“Dona Maria, a senhora poderia trazer um café para a gente?”, pergunto chegando à sala de reuniões. Dona Maria se aproxima, olhos baixos e cara amarrada – cara de contrariedade passiva –, examina o contexto e vai embora. Dali a pouco retorna, olhar pétreo, com a bandeja, as xícaras e as garrafas térmicas etiquetadas “com açúcar” e “sem açúcar”.
Quando ela sai, minha companheira de batente discretamente observa: “Rodrigo, não chame de dona Maria, mas só de Maria”. Como assim?! “É que, quando a gente chama de ‘dona’, ela se sente rebaixada. Acha que ‘dona’ é um tipo de esmola.”
Fico quieto, processando a informação. Ela continua: “Outro dia, quando eu a chamei assim, ela perguntou por que ninguém chama a diretora da empresa de ‘dona Ana’, mas só de ‘Ana’. E respondeu que não precisava do título”.
Até anteontem, o “você” era sinal de deferência. Hoje, dependendo do interlocutor, é até falta de senso
Na defensiva, observo para minha colega que o pronome de tratamento é uma forma de respeito ao trabalho duro e mal remunerado; que é até uma espécie de pedido de desculpas, uma compensação por um pecado histórico cometido contra os trabalhadores de limpeza e conservação. “A explicação é boa. Vai falar isso para ela”, escuto. “Chama de Maria e fim de papo.”

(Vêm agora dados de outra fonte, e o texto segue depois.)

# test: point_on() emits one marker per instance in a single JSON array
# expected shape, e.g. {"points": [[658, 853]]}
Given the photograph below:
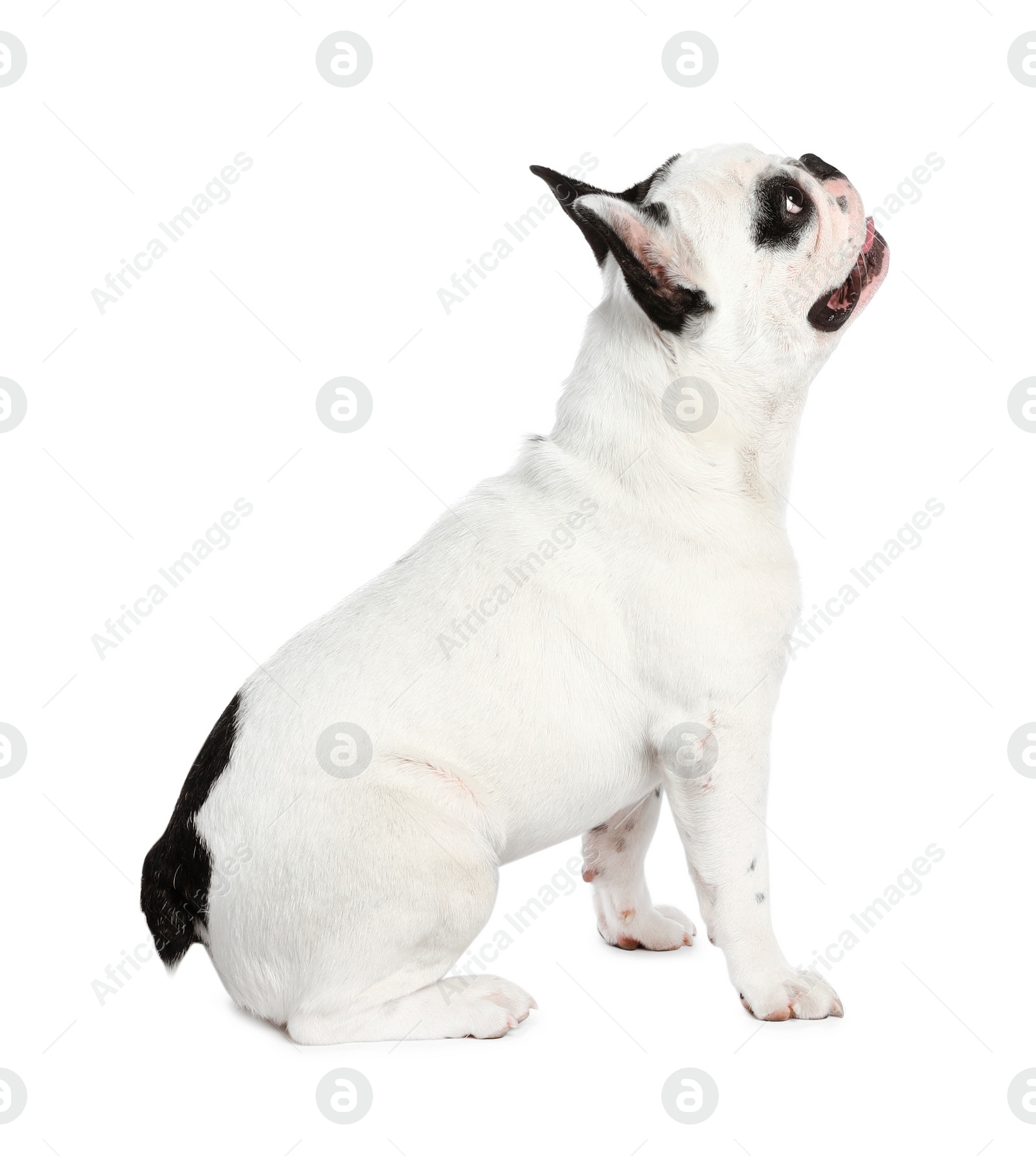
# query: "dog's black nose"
{"points": [[820, 169]]}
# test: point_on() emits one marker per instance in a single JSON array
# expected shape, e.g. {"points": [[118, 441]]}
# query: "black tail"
{"points": [[177, 871]]}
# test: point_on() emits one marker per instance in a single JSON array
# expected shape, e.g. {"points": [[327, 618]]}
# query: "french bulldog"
{"points": [[604, 623]]}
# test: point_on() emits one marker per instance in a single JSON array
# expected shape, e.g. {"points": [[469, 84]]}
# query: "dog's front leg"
{"points": [[716, 779]]}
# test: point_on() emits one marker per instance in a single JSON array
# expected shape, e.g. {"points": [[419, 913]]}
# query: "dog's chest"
{"points": [[696, 610]]}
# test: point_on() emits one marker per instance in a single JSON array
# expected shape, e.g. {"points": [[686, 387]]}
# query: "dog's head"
{"points": [[763, 250]]}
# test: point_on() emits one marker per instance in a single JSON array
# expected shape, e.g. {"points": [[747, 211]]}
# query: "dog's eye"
{"points": [[794, 200]]}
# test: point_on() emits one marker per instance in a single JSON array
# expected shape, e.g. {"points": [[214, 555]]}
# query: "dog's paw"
{"points": [[485, 1007], [789, 994], [655, 929]]}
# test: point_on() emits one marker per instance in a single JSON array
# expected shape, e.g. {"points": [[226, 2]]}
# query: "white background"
{"points": [[153, 417]]}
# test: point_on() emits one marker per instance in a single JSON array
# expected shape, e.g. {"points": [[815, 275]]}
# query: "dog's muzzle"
{"points": [[833, 309]]}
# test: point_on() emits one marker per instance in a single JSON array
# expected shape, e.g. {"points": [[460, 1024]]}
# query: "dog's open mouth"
{"points": [[833, 310]]}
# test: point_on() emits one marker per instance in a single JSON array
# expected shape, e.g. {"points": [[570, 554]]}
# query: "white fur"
{"points": [[672, 604]]}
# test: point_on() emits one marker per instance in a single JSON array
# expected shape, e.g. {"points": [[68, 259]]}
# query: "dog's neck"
{"points": [[611, 416]]}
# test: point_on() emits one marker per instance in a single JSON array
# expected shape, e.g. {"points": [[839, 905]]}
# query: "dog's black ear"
{"points": [[659, 270], [567, 190]]}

De volta à minha estação de trabalho, penso no caso como um bom exemplo das transformações a que a língua e os contatos pessoais são submetidos no contexto da cultura. É a tal dinâmica das sociedades. Até anteontem, o “você” – contração de um cerimonioso “Vossa Mercê” nascido na corte dos Borgonha – era sinal de deferência. Hoje, é só você e olhe lá: dependendo do interlocutor, é até falta de senso.

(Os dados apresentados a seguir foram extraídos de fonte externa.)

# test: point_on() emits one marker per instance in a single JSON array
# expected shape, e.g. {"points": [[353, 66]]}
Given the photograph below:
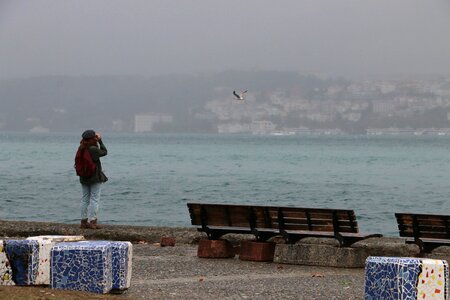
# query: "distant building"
{"points": [[145, 122], [262, 127]]}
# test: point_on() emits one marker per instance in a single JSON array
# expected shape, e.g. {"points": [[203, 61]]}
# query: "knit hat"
{"points": [[88, 134]]}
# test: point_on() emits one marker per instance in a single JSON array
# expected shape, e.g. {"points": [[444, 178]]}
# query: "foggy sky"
{"points": [[350, 38]]}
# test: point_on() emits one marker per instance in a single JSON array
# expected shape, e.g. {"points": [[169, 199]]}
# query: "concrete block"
{"points": [[46, 242], [24, 259], [320, 255], [257, 251], [122, 255], [167, 242], [320, 252], [405, 278], [82, 266], [215, 249], [5, 267]]}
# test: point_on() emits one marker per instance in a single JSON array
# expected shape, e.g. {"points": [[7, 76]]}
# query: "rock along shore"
{"points": [[177, 273]]}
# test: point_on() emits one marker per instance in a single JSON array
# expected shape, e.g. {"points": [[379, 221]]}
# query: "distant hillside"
{"points": [[63, 103]]}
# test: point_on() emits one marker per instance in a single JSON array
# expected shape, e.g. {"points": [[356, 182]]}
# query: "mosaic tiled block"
{"points": [[122, 254], [405, 278], [5, 267], [81, 266], [46, 242], [23, 256]]}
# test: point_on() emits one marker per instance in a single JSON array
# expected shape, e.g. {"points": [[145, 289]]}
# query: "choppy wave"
{"points": [[152, 177]]}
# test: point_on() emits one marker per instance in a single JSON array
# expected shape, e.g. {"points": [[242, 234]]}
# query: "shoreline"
{"points": [[134, 234]]}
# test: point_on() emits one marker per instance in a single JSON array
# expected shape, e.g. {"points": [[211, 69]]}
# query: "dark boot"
{"points": [[84, 224], [93, 224]]}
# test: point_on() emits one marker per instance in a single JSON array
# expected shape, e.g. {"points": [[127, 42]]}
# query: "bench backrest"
{"points": [[287, 218], [422, 225], [317, 219]]}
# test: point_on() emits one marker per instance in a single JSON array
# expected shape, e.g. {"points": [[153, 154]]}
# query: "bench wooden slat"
{"points": [[427, 231], [267, 221]]}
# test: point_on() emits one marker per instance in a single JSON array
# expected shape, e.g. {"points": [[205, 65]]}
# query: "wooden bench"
{"points": [[292, 223], [427, 231]]}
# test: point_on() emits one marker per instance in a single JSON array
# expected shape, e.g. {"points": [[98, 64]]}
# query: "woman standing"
{"points": [[91, 186]]}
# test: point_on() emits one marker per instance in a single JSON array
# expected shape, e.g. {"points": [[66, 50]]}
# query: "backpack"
{"points": [[84, 166]]}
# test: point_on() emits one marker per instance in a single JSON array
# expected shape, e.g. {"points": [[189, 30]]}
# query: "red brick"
{"points": [[215, 249], [257, 251]]}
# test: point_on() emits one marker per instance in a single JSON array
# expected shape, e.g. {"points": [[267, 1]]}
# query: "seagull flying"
{"points": [[239, 96]]}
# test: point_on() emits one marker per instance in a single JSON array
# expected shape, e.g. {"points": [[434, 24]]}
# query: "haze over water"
{"points": [[152, 177]]}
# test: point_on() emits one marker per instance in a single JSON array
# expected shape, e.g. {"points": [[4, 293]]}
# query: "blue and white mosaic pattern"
{"points": [[5, 267], [405, 278], [121, 263], [46, 242], [82, 266], [24, 259]]}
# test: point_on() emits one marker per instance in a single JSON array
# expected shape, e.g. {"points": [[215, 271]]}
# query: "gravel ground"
{"points": [[177, 273]]}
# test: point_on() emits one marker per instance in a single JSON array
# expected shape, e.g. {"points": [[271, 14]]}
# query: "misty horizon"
{"points": [[351, 39]]}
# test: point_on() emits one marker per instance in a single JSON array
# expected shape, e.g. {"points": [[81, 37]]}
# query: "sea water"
{"points": [[152, 176]]}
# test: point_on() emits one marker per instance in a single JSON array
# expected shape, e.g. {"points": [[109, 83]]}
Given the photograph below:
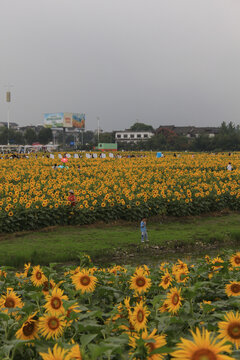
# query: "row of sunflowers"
{"points": [[175, 311], [34, 193]]}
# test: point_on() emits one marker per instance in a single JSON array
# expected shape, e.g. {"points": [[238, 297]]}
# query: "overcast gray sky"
{"points": [[158, 61]]}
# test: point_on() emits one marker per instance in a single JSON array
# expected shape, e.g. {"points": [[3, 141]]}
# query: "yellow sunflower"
{"points": [[84, 281], [48, 285], [139, 282], [139, 316], [51, 326], [38, 278], [164, 307], [182, 276], [29, 329], [75, 353], [230, 328], [54, 303], [166, 280], [233, 289], [174, 300], [155, 342], [235, 260], [57, 354], [217, 263], [203, 347], [10, 300]]}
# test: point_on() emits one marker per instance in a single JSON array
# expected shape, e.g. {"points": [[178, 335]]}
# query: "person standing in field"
{"points": [[72, 198], [143, 228]]}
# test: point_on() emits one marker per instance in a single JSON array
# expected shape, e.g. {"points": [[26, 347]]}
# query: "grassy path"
{"points": [[63, 244]]}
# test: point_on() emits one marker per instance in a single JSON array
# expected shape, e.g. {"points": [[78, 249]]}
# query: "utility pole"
{"points": [[8, 101], [98, 119]]}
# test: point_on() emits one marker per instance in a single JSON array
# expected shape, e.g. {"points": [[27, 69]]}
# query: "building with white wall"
{"points": [[132, 136]]}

O mesmo tipo de inversão vale para xingamentos que trocaram a carga original de raiva por outra, de afeto, proximidade ou surpresa. A expressão “p... que pariu!”, por exemplo, é um coringa semântico de dimensões continentais, algo digno de ser explicado a todo estrangeiro que tenta aprender o português.
Voltando ao contexto empregatício, passei a chamar dona Maria de Maria, deixando a antiga deferência no arquivo morto dos velhos títulos. Reconhecimento, no caso, é tratá-la como igual, sem mais. E ela já me parece mais feliz com isso.
De resto, estou com ela. Eu mesmo, admito, não gosto de ser chamado de “seu”, “senhor” ou “doutor”. Não exatamente por questão de classe, mas por aquela lembrança secreta de que já não tenho 20 anos. Coisas do tempo.